Update README.md

51a4240 verified about 7 hours ago

5.63 kB

	---
	language:
	- kab
	- ber
	license: apache-2.0
	tags:
	- tokenizer
	- bpe
	- kabyle
	- taqbaylit
	- tamazight
	- nlp
	library_name: tokenizers
	pipeline_tag: text-generation
	---

	# Kabyle BPE Tokenizer v2

	A clean, production-ready BPE tokenizer for the Kabyle language (Taqbaylit), built from scratch with proper Unicode handling and a CLDR-grounded alphabet.

	## Overview

	\| Property \| Value \|
	\|---\|---\|
	\| Language \| Kabyle / Taqbaylit (`kab`) \|
	\| Script \| Latin (Mammeri orthography) \|
	\| Algorithm \| Byte-Pair Encoding (BPE) \|
	\| Vocab size \| 48,000 \|
	\| Normalizer \| NFC + Lowercase \|
	\| Pre-tokenizer \| Metaspace + Punctuation split \|
	\| Model max length \| 512 \|

	## Usage

	```python
	from transformers import AutoTokenizer

	tok = AutoTokenizer.from_pretrained("boffire/Kabyle-BPE-Tokenizer-v2")

	text = "Taqbaylit d tutlayt tameẓẓyant yellan deg tmurt n Leqbayel."
	ids = tok.encode(text)
	tokens = tok.convert_ids_to_tokens(ids)
	print(tokens)
	# ['▁taqbaylit', '▁d', '▁tutlayt', '▁tameẓẓyant', '▁yellan',
	# '▁deg', '▁tmurt', '▁n', '▁leqbayel', '.']
	```

	## Design Decisions

	### 1. NFC Unicode Normalization
	Kabyle special characters (ẓ, ɣ, ɛ, ḥ…) can be encoded in two ways in UTF-8: as a single precomposed codepoint, or as a base character + combining diacritic. Without normalization, the same word can produce different token sequences depending on how the source file was saved. NFC normalization is applied before tokenization to guarantee consistency.

	### 2. Metaspace Pre-tokenizer
	Instead of ByteLevel BPE (used by GPT-2-based tokenizers), this tokenizer uses a Metaspace pre-tokenizer. Word-initial spaces are marked as `▁`, and all Unicode characters — including Kabyle-specific extended Latin letters — remain as single atomic units. This eliminates the byte-level garbling (`áºĵ` for `ẓ`, `ÉĽ` for `ɛ`) seen in byte-level tokenizers.

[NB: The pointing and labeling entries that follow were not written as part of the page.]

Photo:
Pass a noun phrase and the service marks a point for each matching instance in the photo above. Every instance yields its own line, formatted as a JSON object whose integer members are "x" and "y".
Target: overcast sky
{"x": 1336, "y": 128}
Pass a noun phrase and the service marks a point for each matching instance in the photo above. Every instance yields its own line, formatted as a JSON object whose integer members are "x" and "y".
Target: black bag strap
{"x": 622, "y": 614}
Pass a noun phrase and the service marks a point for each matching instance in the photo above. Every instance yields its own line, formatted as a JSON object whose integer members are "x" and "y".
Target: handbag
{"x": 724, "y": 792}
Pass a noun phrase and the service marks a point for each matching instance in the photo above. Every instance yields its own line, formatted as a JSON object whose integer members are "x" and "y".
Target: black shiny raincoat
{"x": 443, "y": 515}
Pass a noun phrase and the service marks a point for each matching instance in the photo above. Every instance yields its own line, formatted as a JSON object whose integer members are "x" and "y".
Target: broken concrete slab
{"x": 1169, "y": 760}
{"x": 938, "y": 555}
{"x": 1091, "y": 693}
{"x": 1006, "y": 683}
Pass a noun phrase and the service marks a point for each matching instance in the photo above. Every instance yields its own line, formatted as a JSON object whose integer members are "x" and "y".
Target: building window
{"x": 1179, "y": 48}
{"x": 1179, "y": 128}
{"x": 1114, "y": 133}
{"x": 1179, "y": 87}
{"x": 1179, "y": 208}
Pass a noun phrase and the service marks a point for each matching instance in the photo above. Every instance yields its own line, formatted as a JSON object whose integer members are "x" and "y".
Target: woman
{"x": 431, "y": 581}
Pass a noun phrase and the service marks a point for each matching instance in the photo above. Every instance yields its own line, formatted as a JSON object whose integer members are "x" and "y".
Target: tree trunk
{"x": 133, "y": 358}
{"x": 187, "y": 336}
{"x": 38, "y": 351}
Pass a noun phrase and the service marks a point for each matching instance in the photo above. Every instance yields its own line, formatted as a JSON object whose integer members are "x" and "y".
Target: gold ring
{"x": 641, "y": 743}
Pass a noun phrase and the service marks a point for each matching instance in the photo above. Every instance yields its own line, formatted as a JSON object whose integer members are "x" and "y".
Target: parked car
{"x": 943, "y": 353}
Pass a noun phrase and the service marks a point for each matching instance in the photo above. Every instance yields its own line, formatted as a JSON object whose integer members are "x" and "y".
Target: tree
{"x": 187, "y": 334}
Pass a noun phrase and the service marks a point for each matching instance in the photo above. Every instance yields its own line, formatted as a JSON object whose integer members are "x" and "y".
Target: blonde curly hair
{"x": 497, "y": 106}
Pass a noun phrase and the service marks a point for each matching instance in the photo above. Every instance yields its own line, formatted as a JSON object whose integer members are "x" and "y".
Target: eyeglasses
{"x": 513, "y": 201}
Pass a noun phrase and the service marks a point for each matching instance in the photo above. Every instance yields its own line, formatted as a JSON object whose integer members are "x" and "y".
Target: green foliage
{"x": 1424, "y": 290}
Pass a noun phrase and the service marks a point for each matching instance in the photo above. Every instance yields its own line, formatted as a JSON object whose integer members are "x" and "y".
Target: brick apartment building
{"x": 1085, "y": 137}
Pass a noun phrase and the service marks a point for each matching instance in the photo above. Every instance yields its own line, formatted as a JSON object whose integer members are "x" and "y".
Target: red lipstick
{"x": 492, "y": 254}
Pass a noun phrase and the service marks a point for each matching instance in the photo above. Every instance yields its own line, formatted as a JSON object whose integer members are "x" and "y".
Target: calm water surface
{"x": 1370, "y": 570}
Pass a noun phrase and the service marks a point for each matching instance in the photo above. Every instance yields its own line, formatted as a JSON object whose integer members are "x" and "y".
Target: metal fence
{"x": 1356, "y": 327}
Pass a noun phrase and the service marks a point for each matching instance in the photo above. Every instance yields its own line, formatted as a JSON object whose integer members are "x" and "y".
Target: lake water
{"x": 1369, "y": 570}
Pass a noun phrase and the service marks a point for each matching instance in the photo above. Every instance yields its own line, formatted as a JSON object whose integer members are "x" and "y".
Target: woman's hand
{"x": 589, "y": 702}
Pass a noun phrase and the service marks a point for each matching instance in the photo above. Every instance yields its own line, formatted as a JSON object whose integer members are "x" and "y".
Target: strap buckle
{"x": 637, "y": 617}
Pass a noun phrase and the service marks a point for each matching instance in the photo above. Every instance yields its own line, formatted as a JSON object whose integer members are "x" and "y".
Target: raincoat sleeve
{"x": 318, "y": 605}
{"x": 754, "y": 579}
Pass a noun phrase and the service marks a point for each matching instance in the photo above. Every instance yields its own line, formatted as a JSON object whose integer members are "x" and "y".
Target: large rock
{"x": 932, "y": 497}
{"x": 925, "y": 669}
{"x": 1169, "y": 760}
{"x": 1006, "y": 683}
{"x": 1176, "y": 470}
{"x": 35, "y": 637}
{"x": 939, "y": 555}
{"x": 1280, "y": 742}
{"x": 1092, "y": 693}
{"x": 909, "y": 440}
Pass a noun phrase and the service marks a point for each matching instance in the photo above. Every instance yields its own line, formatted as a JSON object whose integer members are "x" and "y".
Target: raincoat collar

	### 3. Hyphen Preserved as Morphological Marker
	In Kabyle, the hyphen (`-`) is a morphological connector, not punctuation. It marks clitic attachment (verbal object clitics: `yewwi-t-id`), directional clitics (`yeffeɣ-d`), and possessive suffixes (`tamurt-nneɣ`). The punctuation splitter explicitly excludes `-` so these forms are pre-tokenized as single units and BPE can learn them correctly.

	### 4. CLDR-Grounded Alphabet
	The `initial_alphabet` is derived exclusively from the [Unicode CLDR `kab.xml`](https://github.com/unicode-org/cldr/blob/main/common/main/kab.xml) exemplar character set:

	Core: `a b c č d ḍ e ɛ f g ǧ ɣ h ḥ i j k l m n p q r ṛ s ṣ t ṭ u w x y z ẓ`

	Auxiliary: `o v`

	Every character in this set is guaranteed to exist as an atomic token in the vocabulary, regardless of its frequency in the training corpus.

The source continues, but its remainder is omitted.